Methods: We used the oral isolate MT8148 (PA+/CBP-) and blood isolate TW871 (PA+/CBP+), along with PA-defective isogenic mutant strains of MT8148 and TW871 (MT8148PD and TW871PD, respectively). Collagen-binding activity and invasion of human umbilical vein endothelial cells (HUVEC) were examined, and cellular hydrophobicity and sucrose-dependent adhesion rates were determined. Furthermore, the distribution frequency of strains expressing PA and CBP were examined among 170 S. mutans clinical isolates by western blotting with antiserum for each protein antigen.

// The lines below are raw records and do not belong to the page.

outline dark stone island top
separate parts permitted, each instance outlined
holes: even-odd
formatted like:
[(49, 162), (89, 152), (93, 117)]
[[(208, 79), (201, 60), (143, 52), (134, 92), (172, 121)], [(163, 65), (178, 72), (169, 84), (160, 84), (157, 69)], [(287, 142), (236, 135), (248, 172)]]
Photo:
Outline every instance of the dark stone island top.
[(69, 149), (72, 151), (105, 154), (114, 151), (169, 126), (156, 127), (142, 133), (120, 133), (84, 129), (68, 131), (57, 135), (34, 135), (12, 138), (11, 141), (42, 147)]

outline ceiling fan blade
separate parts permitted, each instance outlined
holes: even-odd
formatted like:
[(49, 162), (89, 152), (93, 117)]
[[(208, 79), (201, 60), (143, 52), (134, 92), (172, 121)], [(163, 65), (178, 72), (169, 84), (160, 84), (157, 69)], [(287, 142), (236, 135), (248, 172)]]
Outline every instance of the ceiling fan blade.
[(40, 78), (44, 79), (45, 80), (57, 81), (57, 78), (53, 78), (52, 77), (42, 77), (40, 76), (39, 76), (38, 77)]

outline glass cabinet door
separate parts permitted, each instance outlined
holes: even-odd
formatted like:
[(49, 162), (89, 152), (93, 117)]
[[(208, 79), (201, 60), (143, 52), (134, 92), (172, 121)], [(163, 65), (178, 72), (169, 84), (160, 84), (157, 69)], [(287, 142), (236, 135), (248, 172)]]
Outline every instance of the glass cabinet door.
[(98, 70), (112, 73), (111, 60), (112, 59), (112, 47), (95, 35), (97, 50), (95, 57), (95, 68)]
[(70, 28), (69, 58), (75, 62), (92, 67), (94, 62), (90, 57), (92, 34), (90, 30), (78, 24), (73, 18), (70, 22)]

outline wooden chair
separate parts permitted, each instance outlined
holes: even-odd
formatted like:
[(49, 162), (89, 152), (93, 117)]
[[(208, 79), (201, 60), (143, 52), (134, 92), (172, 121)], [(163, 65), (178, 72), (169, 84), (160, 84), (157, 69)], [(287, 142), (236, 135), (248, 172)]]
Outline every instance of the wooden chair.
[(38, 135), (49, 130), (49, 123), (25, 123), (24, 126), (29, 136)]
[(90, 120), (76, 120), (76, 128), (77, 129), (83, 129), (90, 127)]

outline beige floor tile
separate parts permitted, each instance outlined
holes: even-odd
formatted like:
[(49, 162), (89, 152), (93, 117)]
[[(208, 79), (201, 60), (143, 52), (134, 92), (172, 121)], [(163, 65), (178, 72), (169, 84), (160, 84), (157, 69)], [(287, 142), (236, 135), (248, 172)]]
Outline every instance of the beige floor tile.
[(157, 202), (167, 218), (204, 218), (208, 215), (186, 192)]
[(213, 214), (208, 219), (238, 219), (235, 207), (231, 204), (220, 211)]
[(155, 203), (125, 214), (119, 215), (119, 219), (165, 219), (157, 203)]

Results: TW871PD showed significantly higher rates of collagen-binding activity and invasion to HUVEC as compared to TW871. As for MT8148 and MT8148PD, the rates of collagen-binding activity and invasion were almost negligible. Analysis of the 170 S. mutans clinical isolates revealed that the distribution frequencies of PA+/CBP-, PA+/CBP+, and PA-/CBP+, and PA-/CBP- strains were approximately 88%, 9%, 3%, and 0%, respectively. The PA-/CBP+ strains showed lower cellular hydrophobicity and sucrose-dependent adhesion rates than the PA+/CBP- strains, while most of The PA-/CBP+ strains showed high invasion activities to HUVEC.
Conclusions: Lack of PA expression in CBP-positive S. mutans strains, which are considered to have low cariogenic characteristics, may be associated with high virulence for infective endocarditis because of their collagen-binding properties and invasion activities to HUVEC.